The apostles are silent, since they are full of fear. This shows us how Good God is not to show himself in all his glory. The apostles must have been used to seeing miracles; they had seen so many, yet they were still afraid. If the Good Lord appeared in his beauty, in his holiness, we also would be frightened. It is a grace for us not to experience Tabor. Notice that the apostles do not say, We will work, we will humble ourselves for you. Not at all! The glory of God is passive contemplation. As soon as they said, It is good for us to be here, that was the end! To teach them an important lesson, our Lord spoke of his coming sufferings in Jerusalem, the disgrace he would have to endure, the torment of crucifixion. They were not paying attention. They merely spoke about their feelings, thinking only about their own happiness.

It seems that the grace of God which comes to us like a Tabor on earth is not a grace of sanctification, not at all. The apostles had certainly seen the glory of our Lord, still they were no stronger than the others on the day of trial. St. Peter forgot and denied knowing Jesus; St. John ran away, and so did St. James, along with the rest. The Blessed Virgin had to bring St. John to Calvary, which proves that, whenever graces of consolation are not seen as an encouragement to work and suffer, these divine graces can make souls weak. I might even say full of self-love.

Our Lord is much greater on Calvary than on Tabor. One might say, If I had seen our Lord on Tabor, I would not have followed the example of the apostles. At the time of trial, we would have acted like them – our Lord has given us so many graces and we have forgotten them!
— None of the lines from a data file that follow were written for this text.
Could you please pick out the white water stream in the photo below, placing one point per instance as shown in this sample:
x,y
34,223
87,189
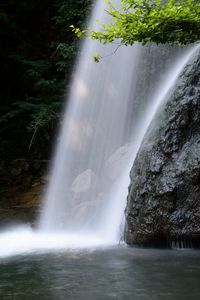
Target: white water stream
x,y
83,207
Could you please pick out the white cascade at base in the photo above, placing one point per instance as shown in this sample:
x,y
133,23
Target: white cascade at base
x,y
94,127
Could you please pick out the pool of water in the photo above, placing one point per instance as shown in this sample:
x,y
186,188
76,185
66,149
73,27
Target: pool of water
x,y
112,273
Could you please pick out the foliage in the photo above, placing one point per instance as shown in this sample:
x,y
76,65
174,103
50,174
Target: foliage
x,y
171,21
36,56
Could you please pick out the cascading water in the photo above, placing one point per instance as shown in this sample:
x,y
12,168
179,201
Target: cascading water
x,y
84,204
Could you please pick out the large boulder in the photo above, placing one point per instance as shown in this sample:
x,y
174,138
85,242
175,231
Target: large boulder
x,y
164,194
118,161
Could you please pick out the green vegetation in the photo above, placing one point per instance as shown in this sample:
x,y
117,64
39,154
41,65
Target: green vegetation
x,y
171,21
36,57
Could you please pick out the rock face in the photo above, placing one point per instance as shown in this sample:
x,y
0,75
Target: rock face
x,y
164,194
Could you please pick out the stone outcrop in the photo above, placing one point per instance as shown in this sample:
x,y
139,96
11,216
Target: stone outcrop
x,y
164,194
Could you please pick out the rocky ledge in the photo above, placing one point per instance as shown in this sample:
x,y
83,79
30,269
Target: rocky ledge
x,y
164,194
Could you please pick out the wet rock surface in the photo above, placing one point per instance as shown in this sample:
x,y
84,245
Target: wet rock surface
x,y
164,194
21,186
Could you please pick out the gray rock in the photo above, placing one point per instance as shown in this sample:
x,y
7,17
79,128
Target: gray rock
x,y
117,161
164,193
84,182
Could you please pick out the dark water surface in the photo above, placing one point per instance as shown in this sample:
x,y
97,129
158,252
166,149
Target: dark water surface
x,y
117,273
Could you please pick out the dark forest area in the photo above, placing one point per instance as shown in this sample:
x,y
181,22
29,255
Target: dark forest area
x,y
37,55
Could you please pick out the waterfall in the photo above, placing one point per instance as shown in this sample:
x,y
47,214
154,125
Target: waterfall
x,y
105,119
94,126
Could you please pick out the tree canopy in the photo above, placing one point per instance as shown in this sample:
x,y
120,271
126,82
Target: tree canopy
x,y
171,21
36,57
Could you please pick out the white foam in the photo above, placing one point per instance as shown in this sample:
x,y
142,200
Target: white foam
x,y
24,240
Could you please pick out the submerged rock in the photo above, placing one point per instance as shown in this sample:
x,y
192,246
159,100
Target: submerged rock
x,y
164,193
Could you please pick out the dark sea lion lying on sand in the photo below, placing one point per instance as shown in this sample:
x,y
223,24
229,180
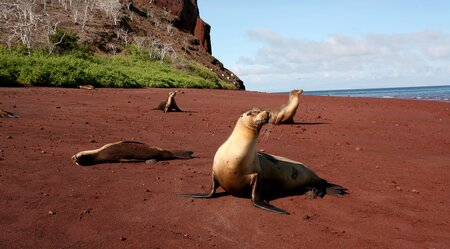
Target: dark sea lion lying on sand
x,y
127,151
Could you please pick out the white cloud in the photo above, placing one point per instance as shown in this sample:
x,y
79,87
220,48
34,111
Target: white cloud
x,y
342,61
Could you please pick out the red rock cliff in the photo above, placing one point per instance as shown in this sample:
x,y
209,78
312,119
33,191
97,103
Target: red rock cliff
x,y
189,19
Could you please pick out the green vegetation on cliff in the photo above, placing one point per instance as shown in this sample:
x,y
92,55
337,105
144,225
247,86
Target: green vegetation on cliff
x,y
19,67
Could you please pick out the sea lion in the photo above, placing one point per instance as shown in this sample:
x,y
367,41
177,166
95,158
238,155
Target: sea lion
x,y
285,114
127,151
169,104
241,171
6,114
86,87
Why did the cloud surround the apostles? Can’t you see a preview of the Eucharist? In a sense, he was preparing them for the Eucharistic cloud. He will be really present, but through a cloud, as the apostles saw him on the mountain. Our Lord told them not to speak about this until he had risen. He is gently teaching us not to speak about what could redound to our honor and glory, not to speak about our good works! The apostles kept their word, since the grace of our Lord was there to help them.

88

My Sisters, this is a foretaste of heavenly contemplation. It seems that in paradise the struggle will be over. The soul will be so united to our Lord that it will forget everything else. It has to forget everything; what could it desire? When one is with Jesus Christ, one does not miss the goods of the world. The apostles forget everything; they want only to remain on Tabor. In paradise, they will possess Jesus Christ entirely. They will see that he is much more beautiful than on Tabor. I truly believe this. Since human eyes are too weak, our Lord was obliged to temper his glory.
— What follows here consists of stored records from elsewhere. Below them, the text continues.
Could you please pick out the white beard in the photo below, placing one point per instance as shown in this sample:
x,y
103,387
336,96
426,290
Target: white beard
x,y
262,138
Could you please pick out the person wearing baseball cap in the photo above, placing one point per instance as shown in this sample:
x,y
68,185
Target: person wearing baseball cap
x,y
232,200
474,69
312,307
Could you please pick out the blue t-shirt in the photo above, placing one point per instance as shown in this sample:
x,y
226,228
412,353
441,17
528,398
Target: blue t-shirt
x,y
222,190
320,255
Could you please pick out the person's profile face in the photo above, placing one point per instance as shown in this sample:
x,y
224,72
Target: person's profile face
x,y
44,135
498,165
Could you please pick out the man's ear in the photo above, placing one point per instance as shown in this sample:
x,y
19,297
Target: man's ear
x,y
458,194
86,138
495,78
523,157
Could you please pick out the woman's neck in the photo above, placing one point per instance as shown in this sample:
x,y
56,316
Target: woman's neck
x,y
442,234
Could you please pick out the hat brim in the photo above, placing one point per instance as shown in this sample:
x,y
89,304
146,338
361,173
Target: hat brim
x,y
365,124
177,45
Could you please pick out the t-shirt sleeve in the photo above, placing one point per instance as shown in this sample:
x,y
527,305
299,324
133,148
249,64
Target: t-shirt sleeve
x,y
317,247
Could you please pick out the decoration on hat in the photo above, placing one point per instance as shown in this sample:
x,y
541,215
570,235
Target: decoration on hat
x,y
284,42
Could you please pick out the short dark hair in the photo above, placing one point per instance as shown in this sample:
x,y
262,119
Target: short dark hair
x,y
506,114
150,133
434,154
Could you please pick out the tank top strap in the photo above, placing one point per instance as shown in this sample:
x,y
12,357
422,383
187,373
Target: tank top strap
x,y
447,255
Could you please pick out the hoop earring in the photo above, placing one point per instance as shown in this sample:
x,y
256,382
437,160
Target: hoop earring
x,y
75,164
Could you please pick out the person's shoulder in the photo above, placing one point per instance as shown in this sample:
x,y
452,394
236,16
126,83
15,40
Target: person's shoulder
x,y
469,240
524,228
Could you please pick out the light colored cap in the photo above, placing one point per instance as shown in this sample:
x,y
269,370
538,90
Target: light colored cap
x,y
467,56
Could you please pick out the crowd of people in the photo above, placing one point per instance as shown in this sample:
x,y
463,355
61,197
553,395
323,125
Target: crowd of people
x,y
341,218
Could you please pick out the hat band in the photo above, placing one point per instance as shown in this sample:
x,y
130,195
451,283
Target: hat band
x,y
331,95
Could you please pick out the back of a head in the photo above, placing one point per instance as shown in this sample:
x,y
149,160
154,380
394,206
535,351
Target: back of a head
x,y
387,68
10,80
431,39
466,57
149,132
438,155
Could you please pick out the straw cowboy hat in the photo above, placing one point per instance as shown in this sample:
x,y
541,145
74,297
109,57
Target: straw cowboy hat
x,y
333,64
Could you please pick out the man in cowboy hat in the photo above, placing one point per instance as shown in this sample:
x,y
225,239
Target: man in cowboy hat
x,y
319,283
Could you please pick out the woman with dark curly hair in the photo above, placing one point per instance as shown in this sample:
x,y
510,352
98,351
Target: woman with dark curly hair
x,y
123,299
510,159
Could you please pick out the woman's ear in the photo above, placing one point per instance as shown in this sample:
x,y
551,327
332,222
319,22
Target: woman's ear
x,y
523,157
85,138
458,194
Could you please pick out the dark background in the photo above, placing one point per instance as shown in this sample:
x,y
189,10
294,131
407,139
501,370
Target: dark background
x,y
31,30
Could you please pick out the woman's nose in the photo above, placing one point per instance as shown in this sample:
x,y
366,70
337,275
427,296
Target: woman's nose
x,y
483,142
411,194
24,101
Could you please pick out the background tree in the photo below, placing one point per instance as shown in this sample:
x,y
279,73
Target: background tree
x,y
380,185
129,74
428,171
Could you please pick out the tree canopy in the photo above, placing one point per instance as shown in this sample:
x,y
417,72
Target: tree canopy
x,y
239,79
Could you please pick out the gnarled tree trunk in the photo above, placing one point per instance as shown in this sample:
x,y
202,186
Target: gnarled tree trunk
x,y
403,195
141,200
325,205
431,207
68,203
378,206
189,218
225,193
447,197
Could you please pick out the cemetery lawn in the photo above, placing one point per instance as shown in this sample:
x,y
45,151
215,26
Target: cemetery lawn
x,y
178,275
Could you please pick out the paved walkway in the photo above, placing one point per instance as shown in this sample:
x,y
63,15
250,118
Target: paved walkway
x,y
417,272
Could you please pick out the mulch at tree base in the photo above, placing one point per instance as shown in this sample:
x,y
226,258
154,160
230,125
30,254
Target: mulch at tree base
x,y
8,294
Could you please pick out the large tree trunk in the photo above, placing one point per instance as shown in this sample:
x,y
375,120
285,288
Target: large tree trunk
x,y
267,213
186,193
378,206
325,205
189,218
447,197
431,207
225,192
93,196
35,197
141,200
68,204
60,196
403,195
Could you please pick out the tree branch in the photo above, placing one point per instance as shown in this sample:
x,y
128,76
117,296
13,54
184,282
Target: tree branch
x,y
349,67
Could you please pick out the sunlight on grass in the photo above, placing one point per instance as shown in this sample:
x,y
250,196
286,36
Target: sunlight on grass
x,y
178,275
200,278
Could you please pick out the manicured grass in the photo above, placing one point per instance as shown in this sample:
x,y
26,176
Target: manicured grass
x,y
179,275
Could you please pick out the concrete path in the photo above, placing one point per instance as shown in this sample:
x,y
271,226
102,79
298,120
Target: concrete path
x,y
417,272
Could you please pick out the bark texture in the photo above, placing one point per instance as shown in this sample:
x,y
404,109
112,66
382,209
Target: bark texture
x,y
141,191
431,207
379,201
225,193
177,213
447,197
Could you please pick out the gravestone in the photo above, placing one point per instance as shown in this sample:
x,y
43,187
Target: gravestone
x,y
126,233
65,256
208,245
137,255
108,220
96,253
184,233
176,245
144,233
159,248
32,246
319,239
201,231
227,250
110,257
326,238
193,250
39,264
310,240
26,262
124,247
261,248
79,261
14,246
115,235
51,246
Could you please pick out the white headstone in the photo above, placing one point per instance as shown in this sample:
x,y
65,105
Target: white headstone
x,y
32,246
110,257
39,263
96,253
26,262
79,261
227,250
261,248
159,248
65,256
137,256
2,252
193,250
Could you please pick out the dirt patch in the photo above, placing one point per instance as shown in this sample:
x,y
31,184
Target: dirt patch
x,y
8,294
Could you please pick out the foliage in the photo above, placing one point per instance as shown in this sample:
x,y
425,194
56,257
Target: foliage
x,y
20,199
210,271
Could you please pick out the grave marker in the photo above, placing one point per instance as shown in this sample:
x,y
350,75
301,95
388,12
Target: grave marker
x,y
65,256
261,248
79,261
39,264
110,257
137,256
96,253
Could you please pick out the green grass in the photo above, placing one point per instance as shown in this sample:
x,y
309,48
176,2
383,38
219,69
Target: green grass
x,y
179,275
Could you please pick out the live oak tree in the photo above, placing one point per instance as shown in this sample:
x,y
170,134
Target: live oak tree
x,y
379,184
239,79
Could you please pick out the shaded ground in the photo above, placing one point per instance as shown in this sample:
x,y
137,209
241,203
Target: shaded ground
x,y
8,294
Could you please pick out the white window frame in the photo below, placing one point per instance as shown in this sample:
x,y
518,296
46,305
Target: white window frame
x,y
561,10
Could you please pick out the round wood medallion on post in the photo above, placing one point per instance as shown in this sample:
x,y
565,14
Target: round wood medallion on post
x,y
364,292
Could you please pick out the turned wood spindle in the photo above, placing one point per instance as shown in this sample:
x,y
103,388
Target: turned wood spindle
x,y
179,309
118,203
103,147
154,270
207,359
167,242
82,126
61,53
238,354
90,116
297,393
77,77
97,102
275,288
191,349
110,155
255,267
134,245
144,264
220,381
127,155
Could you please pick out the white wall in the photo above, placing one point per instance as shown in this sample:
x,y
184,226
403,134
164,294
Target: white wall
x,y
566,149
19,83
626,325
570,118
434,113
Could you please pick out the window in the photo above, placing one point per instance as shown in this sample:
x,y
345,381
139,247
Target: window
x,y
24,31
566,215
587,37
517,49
My poor Daughters, the Tabor of contemplation is not very threatening. Our Lord offers it to us in his goodness. His face does not shine like the sun, he is as gentle as love. Our eyes will not be strained; sleep will not overtake us threatened by the weight of his magnificence. Love may very well lead us to say, It is good to be at your feet; but an active love will add, Lord, what must we do to please you? This takes place in silence, in solitude, and in prayer. Our Lord reveals himself, makes himself known to the soul; one must desire him and make oneself worthy. The angels will come, not to distract you from his presence, since they are servants. Clouds will come, but love has its own way to find the one who is loved. Love is union. Practice this contemplation of love, since it is the best. It will not leave you lazy or neglectful, because one does not sleep on Tabor. Love is always vigilant.

Point for reflection:

This experience of the glory of the Lord consoles the disciples and readies them for the coming sufferings of the Passion. This meditation includes several points: the Scriptural texts with their lessons, the love of silence and solitude, the transforming effects of grace, strength in the face of suffering, the centrality of Jesus in the history of salvation, and some approaches to contemplation. Develop one of these ideas.